Moreover, McCallan transferred the bulk of his business operations from Florida to Alabama in 2008 and 2009, in response to actions taken by the Florida Bar and the Florida Secretary of State, which had the effect of shutting down the bulk of McCallan’s business operations. Having been run out of Florida to Alabama, one step ahead of the law, McCallan cannot now justly complain that he is forced to litigate here, as opposed to Florida. One may not dance back and forth across state lines in an effort to frustrate creditors and yet complain about justice and convenience.” – Source
In the Alabama bankruptcy case of Allegro Law there have been 5,623 documents filed so far. It’s been going on since 2010.

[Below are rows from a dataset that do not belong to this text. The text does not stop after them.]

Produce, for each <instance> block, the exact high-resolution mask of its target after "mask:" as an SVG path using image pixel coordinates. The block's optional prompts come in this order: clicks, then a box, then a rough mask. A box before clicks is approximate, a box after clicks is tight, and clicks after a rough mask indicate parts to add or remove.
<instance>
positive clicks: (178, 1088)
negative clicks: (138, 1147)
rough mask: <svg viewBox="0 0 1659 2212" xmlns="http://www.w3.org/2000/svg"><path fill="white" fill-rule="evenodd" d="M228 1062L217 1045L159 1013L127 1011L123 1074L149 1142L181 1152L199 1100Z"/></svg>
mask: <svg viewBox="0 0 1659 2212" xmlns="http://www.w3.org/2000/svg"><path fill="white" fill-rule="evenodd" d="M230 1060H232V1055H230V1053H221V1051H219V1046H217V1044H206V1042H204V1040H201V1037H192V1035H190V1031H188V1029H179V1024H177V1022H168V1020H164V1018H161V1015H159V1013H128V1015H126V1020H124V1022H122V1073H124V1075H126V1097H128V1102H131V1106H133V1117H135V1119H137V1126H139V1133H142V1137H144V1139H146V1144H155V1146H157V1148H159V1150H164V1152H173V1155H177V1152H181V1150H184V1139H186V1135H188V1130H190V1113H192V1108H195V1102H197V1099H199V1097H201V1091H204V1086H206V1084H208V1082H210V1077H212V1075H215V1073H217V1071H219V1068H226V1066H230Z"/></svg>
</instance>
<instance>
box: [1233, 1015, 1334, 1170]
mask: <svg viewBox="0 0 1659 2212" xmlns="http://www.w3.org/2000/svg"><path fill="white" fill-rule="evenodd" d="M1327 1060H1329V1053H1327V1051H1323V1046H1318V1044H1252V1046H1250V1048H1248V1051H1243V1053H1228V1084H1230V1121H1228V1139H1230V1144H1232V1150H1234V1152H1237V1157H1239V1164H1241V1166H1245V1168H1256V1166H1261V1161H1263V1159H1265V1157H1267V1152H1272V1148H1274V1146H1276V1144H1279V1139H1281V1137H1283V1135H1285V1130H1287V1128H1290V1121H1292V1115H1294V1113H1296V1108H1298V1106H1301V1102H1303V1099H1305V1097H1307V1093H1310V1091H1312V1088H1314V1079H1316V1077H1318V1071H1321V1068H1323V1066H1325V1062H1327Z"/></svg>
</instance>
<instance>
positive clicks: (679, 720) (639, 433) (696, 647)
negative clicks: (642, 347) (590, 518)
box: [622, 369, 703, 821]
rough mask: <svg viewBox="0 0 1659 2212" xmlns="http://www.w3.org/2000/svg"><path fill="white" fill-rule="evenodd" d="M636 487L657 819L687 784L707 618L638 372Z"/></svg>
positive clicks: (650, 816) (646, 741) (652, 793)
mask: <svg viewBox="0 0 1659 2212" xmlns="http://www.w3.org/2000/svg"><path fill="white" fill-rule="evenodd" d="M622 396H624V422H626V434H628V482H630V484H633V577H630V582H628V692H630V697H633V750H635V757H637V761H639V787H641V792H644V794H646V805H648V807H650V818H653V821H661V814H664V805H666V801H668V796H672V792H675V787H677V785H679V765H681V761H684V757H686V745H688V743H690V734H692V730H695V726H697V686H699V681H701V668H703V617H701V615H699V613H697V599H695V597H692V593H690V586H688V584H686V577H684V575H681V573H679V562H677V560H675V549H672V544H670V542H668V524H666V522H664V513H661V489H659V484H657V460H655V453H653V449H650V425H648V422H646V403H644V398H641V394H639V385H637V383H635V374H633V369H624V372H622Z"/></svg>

In McCallan’s objection to have his bankruptcy transferred to Alabama his attorney said, “The Trustee’s Motion to Transfer incorrectly states, “Little in the way of case administration has thus far occurred in the Florida Court.” In fact, at the time of filing the Motion to Transfer there were forty (40) docket entries in the Florida Court.”
McCallan’s attorney even worries Tim McCallan may be jailed or made homeless, “If Mr. McCallan’s Chapter 7 case is transferred to this Court it is presumed that the Alabama Trustee will continue to insist that Mr. McCallan has not been forthright and will continue its quest to have him jailed no matter what he says or does.” and “Through the objection to the exemptions, the Alabama Trustee is attempting to take away the Debtors homestead and render his wife and two teenage children homeless and this venue motion would require the debtor to defend such: (a) hours away from his home; (b) without the counsel of his choosing; and (c) determined in a venue unfamiliar with the laws that determine whether his family will be left homeless. How can such factors be in the interest of justice?”
McCallan loses. Cased transferred to Alabama.